Well Met: Renaissance Faires and the American Counterculture by Rachel Lee Rubin
My rating: 4 of 5 stars
Once could say that the whole concept of the Renaissance Faire, which has become so popular, started out as a dream Ron and Phyllis Patterson. Phyllis had been involved in education and the arts back east working with Middle School and adolescent kids. When they moved out here to California they moved to the Laurel Canyon area. The concept started out as kids getting dressed up in costume and performing. They would go about on a wagon loaned from one of the many entertainment figures living there. She worked at children’s center in the area. From there the idea sort of took off.

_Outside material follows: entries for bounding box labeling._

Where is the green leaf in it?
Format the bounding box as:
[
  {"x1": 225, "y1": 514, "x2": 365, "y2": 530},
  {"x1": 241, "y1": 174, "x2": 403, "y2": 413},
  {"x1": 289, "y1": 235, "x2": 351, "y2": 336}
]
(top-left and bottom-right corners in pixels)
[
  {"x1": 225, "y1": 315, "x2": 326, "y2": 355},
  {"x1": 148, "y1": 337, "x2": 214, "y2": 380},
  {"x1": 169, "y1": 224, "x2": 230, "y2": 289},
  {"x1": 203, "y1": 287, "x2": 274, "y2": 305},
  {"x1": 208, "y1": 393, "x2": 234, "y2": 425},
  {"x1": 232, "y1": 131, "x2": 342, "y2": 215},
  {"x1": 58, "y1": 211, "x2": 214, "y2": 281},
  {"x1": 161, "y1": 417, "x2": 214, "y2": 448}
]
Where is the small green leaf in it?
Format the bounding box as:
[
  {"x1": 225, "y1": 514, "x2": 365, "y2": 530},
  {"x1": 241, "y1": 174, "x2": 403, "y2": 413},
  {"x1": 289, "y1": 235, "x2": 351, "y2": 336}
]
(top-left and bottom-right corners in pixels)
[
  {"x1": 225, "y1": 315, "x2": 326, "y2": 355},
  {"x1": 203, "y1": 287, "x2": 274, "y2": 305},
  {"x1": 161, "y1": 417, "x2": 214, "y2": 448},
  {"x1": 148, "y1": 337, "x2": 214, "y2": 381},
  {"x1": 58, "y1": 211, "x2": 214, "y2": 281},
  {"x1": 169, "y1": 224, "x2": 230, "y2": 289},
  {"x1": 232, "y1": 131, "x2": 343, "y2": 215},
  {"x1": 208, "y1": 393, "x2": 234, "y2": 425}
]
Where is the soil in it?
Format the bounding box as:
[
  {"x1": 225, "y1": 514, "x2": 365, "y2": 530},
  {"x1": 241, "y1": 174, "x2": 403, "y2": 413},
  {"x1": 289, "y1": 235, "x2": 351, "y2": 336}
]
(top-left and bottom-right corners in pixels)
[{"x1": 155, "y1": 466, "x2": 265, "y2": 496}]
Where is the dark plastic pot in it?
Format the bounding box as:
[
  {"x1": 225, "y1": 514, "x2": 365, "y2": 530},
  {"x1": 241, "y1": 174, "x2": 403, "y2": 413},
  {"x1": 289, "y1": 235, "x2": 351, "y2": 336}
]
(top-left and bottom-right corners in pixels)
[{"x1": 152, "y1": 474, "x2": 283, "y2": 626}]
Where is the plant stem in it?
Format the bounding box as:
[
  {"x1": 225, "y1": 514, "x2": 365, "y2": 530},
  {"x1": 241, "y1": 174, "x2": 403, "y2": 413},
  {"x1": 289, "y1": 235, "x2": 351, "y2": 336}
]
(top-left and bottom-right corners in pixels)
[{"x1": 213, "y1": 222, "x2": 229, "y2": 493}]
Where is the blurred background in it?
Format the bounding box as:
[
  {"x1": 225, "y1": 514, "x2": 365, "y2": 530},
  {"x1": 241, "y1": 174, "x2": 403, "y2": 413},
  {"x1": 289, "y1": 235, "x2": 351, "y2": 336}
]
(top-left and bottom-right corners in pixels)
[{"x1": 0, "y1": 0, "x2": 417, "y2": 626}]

The first faire which happened in Southern California was done in connection with KPFK and Pacifica Radio. The first faire was a fund raiser. Now back in the late 1950’s and early 1960’s the entertainment figures and residents of Laurel Canyon were involved with liberal causes and were often under scrutiny from the conservative establishment. KPFK was a liberal radio station oft times being accused of being communist. The first faire was a resounding success. The faire also attracted hippies and would be an influence on society at large.
The second faire was held in Ventura County. The first weekend went off well but the establishment was doing it’s best to thwart it. First the sheriff’s office was requiring al the vendors to get fingerprinted. Then the Ventura county zoing board managed to get the faire banned on the second weekend. This caused the vendors to lose lots of money.
After that the faire got it’s own place in Agoura Hills. The cultural watershed was both an influence and influenced by the pervading hippie culture. The fare helped inaugurate an interest in hand crafted goods as opposed to the mass produced plastic goods. Glasss blowers off made a show of what they did. The Pattersons would also travel to communes and communities where hand crafts were made. They would serve as a market for these goods and help boost their popularity. In this sense the faire served as a bastion or refuge away from the captitistic society that was all encompassing.
The spirit of free love and relaxed boundaries in the realm of relationships found a home in the faire where people could live out this lifestyle or different lifestyles as the faire community was tolerant and accepting of both. Such an attitude was maintained and preserved even up to the present day. Music was also changed. It became more ethnic and eventually more historical incorporating more element of Celtic and Middle Eastern. Had it not been for the faire one could wonder if we would have such a wide variety of interest in international music.
The faire has it’s own community of vendors who travel from faire to faire living in their own moving neighborhoods and culture. These vendors travel in small mobile homes living out of the vans they house their good. Cadres of children grow up together and are homeschooled.
The faire has been about for some time going through many changes. Atfirst being a refuge and countercultural activity. To becoming an activity more obsessed with historical accuracy. Now it has become corporatized yet element of the past still remain.